Good solution?

Hi,

my device does not support atomic functions in shared memory. That is why I had to create a workaround:

#define WARPSIZE			32

#define LOG2_WARPSIZE		5

#define BITMASK_THREADID	(0xFFFFFFFF << (WARPSIZE - LOG2_WARPSIZE))

#define BITMASK_VALUE		(0xFFFFFFFF >> LOG2_WARPSIZE)

__device__ void sharedAtomicIncrement(unsigned int* s_address)

{

	unsigned int count;

	do

	{

		//Read shared memory and increment count

		count = *s_address & BITMASK_VALUE;

		count++;

		//Write value

		*s_address = count | (threadIdx.x << (WARPSIZE - LOG2_WARPSIZE));

	} while ((*s_address & BITMASK_THREADID) != (threadIdx.x << (WARPSIZE - LOG2_WARPSIZE)));

}

The basic idea is that every thread reads the value at s_address. Afterwards the thread increases the value and writes a unique id for every thread in the warp into the 5 most significant bits. The thread attempts to write to the address until it can read its id from memory.

I know, that active waiting is not an elegant solution, but I could not think of any other.
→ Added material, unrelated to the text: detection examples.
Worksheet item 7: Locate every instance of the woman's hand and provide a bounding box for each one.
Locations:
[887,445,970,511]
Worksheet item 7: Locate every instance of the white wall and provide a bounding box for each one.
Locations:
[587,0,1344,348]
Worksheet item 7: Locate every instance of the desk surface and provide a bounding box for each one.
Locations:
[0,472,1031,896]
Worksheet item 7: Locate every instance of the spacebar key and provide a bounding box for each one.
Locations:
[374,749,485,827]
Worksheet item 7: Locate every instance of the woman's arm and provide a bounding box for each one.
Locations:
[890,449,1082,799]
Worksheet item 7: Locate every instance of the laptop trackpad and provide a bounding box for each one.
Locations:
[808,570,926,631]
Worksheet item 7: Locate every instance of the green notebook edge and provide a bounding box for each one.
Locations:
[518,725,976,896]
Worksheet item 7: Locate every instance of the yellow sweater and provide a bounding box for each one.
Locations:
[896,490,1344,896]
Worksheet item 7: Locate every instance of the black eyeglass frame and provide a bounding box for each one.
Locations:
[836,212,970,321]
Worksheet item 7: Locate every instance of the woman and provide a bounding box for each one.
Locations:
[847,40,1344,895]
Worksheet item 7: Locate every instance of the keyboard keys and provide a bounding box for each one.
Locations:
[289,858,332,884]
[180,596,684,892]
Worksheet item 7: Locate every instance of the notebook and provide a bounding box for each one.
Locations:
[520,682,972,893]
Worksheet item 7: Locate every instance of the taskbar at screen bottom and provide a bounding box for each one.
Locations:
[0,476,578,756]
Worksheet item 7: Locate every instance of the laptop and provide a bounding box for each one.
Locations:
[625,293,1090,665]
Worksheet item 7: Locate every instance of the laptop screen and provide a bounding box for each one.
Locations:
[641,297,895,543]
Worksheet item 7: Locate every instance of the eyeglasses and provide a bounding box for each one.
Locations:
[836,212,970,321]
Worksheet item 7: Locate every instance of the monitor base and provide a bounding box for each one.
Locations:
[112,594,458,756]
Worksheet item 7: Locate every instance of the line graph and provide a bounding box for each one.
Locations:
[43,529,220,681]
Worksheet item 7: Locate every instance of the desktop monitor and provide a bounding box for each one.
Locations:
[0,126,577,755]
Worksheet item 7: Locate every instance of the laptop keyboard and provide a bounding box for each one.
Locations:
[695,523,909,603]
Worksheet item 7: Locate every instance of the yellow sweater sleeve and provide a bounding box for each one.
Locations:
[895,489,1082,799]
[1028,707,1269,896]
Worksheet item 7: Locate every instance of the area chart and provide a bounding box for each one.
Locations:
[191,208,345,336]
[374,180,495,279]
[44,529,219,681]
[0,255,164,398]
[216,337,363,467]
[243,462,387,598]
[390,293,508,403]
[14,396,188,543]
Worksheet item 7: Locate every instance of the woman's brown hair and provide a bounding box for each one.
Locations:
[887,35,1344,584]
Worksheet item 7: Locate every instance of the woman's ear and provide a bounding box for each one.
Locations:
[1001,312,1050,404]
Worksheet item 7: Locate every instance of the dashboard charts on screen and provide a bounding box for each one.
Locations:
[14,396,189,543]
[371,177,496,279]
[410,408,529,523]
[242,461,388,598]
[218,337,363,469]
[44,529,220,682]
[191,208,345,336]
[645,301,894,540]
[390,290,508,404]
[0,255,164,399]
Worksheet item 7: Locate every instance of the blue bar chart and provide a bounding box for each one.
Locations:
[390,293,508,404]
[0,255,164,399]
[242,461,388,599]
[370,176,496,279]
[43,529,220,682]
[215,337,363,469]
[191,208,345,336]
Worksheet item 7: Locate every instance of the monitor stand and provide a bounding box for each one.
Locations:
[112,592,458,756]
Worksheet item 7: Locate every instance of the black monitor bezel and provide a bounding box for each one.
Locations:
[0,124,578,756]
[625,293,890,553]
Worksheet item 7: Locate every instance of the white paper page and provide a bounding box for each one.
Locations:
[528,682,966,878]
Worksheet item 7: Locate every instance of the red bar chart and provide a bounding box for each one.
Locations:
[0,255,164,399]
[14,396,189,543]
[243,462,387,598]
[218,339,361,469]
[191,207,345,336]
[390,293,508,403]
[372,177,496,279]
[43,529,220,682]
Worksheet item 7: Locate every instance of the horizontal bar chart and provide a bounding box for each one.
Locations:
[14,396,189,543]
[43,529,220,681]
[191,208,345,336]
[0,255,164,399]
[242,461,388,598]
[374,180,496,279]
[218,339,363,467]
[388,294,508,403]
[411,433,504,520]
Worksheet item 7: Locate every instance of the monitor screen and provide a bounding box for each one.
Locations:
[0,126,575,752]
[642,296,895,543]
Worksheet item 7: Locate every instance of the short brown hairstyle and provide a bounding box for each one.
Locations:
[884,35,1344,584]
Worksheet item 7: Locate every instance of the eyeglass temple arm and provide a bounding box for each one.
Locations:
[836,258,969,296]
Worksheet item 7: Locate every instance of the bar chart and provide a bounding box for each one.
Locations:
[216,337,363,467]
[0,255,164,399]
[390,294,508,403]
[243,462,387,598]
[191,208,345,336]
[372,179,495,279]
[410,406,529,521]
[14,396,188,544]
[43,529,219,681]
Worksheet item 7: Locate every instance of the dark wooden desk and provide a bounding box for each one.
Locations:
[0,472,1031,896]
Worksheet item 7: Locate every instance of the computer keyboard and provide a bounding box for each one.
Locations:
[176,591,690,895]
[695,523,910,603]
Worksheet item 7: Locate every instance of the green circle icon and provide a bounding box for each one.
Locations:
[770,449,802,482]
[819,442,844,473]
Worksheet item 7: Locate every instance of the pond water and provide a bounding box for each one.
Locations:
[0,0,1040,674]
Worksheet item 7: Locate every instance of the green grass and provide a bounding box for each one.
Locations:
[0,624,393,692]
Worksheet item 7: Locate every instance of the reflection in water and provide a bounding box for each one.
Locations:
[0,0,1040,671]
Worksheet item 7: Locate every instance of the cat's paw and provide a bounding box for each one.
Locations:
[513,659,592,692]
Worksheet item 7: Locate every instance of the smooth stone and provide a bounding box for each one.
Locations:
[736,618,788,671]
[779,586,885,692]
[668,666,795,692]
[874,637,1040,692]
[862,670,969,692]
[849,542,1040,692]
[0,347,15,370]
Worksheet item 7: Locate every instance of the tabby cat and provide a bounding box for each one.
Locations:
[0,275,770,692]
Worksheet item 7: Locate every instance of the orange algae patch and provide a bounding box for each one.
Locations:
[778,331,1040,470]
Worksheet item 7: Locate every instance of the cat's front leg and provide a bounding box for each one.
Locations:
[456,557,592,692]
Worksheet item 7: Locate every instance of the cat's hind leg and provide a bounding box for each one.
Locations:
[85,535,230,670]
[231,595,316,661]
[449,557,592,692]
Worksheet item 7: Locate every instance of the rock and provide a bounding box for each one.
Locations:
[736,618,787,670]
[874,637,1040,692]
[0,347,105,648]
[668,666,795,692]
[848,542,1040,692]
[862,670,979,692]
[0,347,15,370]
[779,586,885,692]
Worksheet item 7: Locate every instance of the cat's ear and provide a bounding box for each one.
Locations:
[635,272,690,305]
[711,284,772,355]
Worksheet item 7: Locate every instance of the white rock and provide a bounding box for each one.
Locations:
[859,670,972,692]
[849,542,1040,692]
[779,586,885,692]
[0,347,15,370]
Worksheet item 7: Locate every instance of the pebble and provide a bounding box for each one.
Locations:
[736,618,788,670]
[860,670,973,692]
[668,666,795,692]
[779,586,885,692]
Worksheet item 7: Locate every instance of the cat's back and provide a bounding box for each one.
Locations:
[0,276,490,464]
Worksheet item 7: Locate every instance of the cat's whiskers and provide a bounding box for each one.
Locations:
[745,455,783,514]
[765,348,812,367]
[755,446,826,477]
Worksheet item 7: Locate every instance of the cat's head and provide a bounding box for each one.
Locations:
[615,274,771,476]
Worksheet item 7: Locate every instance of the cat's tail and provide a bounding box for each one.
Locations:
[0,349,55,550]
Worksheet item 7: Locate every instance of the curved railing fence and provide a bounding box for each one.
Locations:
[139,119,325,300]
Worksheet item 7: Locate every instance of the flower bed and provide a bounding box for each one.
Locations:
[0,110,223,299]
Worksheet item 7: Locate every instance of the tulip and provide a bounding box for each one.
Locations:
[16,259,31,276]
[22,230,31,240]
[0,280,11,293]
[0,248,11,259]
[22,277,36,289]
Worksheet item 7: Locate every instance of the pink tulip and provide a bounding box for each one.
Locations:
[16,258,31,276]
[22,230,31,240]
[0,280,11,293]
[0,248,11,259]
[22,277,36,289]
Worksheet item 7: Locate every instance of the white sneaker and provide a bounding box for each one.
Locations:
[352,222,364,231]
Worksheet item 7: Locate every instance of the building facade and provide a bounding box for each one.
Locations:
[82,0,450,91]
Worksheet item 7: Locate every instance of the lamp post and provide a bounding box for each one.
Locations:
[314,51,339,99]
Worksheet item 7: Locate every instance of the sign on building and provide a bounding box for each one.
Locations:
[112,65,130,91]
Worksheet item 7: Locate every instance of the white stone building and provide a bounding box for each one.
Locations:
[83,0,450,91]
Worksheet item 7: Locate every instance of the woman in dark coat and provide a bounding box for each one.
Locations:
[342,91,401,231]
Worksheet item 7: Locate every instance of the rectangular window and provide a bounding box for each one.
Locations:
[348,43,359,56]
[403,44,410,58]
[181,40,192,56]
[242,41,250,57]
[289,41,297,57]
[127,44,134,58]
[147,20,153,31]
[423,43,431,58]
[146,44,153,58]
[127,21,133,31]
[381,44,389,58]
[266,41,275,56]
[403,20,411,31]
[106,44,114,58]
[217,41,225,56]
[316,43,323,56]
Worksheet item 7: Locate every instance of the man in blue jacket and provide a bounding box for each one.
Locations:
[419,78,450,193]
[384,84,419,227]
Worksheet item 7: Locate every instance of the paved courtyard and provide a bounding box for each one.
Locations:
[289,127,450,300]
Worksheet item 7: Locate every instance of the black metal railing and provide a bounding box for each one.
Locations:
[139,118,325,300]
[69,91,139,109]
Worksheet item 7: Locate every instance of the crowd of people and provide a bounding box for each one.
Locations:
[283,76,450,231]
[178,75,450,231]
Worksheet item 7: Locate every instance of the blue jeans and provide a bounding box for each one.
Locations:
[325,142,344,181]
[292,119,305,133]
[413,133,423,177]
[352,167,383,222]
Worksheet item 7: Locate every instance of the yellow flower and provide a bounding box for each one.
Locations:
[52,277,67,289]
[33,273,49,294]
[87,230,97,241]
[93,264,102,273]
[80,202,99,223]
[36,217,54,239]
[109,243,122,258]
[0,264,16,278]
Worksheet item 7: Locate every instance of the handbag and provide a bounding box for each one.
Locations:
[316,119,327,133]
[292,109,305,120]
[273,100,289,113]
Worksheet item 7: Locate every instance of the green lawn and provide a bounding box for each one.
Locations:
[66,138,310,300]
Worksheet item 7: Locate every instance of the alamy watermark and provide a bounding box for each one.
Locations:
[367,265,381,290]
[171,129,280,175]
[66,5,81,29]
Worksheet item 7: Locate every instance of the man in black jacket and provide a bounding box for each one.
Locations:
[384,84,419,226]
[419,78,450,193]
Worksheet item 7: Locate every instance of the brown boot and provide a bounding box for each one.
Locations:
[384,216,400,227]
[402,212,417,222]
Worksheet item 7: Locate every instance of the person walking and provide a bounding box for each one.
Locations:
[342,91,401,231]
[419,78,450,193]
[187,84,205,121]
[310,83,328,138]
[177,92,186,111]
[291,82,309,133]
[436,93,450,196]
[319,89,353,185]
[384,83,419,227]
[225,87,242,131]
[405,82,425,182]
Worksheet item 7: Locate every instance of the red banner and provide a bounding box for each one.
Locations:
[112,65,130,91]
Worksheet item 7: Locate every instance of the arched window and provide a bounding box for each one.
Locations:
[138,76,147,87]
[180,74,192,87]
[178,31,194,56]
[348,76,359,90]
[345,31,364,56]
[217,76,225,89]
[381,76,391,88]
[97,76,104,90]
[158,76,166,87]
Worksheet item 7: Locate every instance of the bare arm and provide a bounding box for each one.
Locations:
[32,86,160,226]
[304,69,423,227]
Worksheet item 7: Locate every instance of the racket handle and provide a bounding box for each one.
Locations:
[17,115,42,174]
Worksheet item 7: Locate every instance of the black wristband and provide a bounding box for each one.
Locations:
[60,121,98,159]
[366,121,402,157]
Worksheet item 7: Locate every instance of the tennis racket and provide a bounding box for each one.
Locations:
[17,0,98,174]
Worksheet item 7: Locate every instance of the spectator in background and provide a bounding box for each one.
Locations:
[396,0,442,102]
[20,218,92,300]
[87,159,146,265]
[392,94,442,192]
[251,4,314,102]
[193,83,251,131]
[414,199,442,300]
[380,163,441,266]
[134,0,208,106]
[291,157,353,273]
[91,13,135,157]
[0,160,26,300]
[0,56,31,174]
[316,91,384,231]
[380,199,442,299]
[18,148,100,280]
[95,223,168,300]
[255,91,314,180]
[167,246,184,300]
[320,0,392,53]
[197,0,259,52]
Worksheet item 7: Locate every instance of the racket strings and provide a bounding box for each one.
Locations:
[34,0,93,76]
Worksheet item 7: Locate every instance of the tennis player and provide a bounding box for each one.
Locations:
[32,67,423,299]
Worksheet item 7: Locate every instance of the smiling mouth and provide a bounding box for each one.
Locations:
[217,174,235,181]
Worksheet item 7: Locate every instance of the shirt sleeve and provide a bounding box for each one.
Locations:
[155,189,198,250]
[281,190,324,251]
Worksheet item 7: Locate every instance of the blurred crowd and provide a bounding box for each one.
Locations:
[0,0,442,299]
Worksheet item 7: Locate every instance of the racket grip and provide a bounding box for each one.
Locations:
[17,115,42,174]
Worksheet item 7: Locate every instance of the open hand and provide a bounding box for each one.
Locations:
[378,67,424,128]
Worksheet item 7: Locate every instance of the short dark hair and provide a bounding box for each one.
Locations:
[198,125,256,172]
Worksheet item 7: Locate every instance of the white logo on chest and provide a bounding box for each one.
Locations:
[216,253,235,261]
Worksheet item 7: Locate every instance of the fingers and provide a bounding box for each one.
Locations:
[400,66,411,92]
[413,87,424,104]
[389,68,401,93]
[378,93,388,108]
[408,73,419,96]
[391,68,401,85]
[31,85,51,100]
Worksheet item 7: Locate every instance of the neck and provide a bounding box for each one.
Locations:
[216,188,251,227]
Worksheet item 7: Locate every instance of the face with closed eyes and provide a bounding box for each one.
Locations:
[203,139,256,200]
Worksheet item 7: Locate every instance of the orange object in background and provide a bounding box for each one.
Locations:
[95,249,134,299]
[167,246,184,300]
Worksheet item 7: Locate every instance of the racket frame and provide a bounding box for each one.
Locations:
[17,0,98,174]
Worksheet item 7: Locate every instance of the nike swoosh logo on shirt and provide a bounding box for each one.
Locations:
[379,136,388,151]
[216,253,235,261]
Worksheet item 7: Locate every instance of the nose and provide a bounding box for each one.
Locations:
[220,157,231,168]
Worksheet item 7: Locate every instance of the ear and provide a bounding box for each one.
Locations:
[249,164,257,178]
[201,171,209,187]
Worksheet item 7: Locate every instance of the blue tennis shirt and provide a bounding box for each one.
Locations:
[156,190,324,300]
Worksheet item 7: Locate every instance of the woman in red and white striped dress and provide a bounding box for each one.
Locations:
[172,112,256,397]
At least I can gurantee a worst case of 32 write attempts.

Do you have any better ideas?

Regards,

Kwyjibo

You could replicate the array n times, let n threads do the counting and sum up the replicated entries in the end. Doing the counting with just one single thread might also be feasible if there is a sufficient amount of parallel work besides counting.